Il passaggio sul Green Deal è uno dei più duri. Vannacci parla di “totale smantellamento” non richiesto da altri esponenti della coalizione e lega la questione alle difficoltà economiche dell’Italia, presentando le politiche ambientali europee come uno dei punti di maggiore frattura politica.
Nella stessa cornice inserisce anche l’apertura al Mercosur, accordo commerciale che viene richiamato come simbolo di una politica europea giudicata distante dalle esigenze produttive nazionali.

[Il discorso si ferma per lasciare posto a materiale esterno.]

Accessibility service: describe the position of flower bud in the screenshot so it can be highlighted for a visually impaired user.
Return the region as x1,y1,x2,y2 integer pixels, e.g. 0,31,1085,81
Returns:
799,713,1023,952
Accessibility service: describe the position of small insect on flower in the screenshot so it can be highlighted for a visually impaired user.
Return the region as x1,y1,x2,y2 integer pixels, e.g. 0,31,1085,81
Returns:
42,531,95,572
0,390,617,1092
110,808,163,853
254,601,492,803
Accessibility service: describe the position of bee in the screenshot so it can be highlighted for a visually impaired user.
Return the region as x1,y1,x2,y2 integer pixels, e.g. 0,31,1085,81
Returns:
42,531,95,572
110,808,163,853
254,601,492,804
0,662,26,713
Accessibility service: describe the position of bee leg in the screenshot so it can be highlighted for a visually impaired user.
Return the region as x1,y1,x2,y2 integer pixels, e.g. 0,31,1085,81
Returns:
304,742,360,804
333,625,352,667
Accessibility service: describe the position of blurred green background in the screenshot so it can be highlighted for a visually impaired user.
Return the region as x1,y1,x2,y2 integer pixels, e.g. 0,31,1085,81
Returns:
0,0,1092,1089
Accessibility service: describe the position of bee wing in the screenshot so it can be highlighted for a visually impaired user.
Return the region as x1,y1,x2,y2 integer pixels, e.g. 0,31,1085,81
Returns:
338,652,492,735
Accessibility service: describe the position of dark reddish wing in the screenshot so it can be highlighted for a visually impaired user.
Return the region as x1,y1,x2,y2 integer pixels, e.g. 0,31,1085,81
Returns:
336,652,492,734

Nel mirino finisce anche la procedura di infrazione per eccessivo indebitamento, indicata come ulteriore prova di una linea troppo condizionata dai vincoli di Bruxelles.
Il messaggio politico è costruito su una contrapposizione netta: da una parte chi, secondo Vannacci, avrebbe accettato i diktat europei; dall’altra chi rivendica una posizione autonoma e dichiaratamente favorevole agli italiani.
La parte finale della dichiarazione sposta il confronto sul piano interno al centrodestra. Roberto Vannacci contesta il concetto di voto utile, definendolo vantaggioso non per gli elettori, ma per chi oggi detiene incarichi e ruoli istituzionali.
È un’accusa politicamente pesante, perché mette in discussione una delle formule più utilizzate nelle campagne elettorali delle coalizioni e la presenta come una strategia di conservazione del potere.
Il riferimento a chi “a Strasburgo vota come il PD” rafforza il tono dello scontro e punta a distinguere la posizione di Vannacci da quella di altri esponenti della stessa area politica. La linea rivendicata è quella della continuità: nessun cambio di rotta, nessun arretramento rispetto alle posizioni assunte, nessuna convergenza con scelte considerate lontane dagli interessi italiani.
Il messaggio si chiude con una formula identitaria e proiettata verso il futuro: “Noi siamo il futuro e il futuro è con noi.” Una frase che sintetizza la strategia comunicativa dell’intervento, costruita sulla contrapposizione tra chi viene accusato di essersi adeguato alle logiche europee e chi rivendica una linea nazionale, autonoma e non negoziabile.